Com números, mas com afeto

Quando não tenho tempo para pensar – porque pensar toma um dia quase inteiro, saibam, mesmo que não se pense grandes coisas! – escrevo um poema, uma frase, qualquer texto tirado de outros que têm a competência que me falta. É uma espécie de diálogo com minha dezena de leitores fiéis e desconhecidos. O número se repete todos os dias – um pouquinho a mais, às vezes; mas em nem um dia um porquinho a menos!
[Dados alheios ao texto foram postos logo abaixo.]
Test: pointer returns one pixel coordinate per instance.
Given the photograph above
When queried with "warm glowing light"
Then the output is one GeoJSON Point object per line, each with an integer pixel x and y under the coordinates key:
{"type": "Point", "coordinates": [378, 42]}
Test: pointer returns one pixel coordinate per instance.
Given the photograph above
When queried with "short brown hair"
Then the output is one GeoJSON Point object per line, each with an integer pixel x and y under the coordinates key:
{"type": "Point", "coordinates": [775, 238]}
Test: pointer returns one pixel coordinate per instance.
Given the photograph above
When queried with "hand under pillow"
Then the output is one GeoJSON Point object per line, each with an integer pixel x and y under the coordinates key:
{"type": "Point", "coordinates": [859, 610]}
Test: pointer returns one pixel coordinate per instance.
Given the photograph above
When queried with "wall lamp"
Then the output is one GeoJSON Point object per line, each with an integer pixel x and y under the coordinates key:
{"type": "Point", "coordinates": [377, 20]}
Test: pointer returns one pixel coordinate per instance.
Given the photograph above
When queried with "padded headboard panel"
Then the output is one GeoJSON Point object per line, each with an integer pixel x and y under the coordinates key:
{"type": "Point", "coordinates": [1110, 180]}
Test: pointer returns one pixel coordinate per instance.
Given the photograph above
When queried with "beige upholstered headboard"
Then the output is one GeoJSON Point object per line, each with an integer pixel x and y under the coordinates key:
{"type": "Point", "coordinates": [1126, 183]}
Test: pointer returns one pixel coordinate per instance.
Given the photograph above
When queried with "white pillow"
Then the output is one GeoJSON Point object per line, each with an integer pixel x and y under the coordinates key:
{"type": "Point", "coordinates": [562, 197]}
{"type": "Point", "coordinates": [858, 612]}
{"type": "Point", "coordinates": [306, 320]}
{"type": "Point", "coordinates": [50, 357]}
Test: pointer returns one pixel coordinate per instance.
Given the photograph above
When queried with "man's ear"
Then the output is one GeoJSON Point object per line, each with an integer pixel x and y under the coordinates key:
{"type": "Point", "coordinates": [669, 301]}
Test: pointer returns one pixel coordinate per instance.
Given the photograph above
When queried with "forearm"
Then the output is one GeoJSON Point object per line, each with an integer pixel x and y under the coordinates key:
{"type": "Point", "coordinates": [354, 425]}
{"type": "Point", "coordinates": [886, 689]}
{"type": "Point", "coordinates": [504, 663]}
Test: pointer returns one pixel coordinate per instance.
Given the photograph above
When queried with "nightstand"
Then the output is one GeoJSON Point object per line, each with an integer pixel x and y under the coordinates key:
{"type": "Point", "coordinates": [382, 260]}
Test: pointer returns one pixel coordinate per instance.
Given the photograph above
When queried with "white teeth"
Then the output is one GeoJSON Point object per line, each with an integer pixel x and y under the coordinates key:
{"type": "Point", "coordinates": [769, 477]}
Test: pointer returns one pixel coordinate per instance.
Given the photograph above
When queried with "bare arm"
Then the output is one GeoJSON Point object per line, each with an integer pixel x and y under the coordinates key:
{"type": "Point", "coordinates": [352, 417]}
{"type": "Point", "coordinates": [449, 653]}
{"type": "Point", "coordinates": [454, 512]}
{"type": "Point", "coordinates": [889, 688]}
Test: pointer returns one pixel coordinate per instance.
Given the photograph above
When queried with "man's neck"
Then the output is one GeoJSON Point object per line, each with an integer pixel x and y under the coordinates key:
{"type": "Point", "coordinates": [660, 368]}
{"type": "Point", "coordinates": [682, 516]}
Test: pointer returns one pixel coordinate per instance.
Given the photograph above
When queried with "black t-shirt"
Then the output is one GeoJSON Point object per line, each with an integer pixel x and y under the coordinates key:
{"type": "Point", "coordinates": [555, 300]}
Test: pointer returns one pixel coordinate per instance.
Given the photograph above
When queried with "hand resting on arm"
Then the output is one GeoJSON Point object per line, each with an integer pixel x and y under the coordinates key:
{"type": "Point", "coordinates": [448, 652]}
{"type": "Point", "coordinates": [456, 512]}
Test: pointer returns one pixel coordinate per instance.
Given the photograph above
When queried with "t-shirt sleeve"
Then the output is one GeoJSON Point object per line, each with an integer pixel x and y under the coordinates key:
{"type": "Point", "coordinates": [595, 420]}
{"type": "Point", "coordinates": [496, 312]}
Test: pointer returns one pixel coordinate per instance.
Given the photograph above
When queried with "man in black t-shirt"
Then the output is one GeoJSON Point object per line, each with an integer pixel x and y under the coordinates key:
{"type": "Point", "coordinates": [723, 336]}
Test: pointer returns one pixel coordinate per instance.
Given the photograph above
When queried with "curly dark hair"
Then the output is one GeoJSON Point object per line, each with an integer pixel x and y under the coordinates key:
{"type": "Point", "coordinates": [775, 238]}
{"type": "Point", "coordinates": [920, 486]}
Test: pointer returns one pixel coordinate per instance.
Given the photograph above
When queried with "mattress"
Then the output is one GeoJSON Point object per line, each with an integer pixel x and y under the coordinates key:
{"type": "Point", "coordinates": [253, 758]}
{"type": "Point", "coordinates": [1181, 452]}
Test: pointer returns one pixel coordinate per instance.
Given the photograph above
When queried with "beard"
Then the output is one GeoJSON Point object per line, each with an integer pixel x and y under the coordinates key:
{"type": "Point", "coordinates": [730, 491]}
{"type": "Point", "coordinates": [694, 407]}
Meus leitores são o dois, feijão com arroz; o quatro, comer no prato; o seis que fala francês; o oito que come biscoito e o dez que come pastéis. Peço desculpas aos outros dois leitores restantes. As brincadeiras de criança não contavam além de dez.. assim como não falavam dos números irmãos, só dos primos; e omitiam os ímpares. Triste constatação nesta hora em que sei do que falavam os adultos. Escrevo para cada um desses números como se falasse com alguém que um dia vi; talvez até que um dia amei; talvez que jamais tenha visto e ainda queira ver; que talvez tenha amado e queira esquecer. Uma espécie de caleidoscópio de iluminadas mentiras, de encantadoras verdades, de possibilidades impossíveis – o cúmulo da dialética virtual. Nunca pensei que um dia pudesse gostar de matemática e seus insuportáveis números. Com carinho, apesar da incompetência, aos meus 12 leitores. Mas quando vocês forem centenas, esqueçam.... (risos que confirmam a mentira de alguém que prima pela fidelidade.)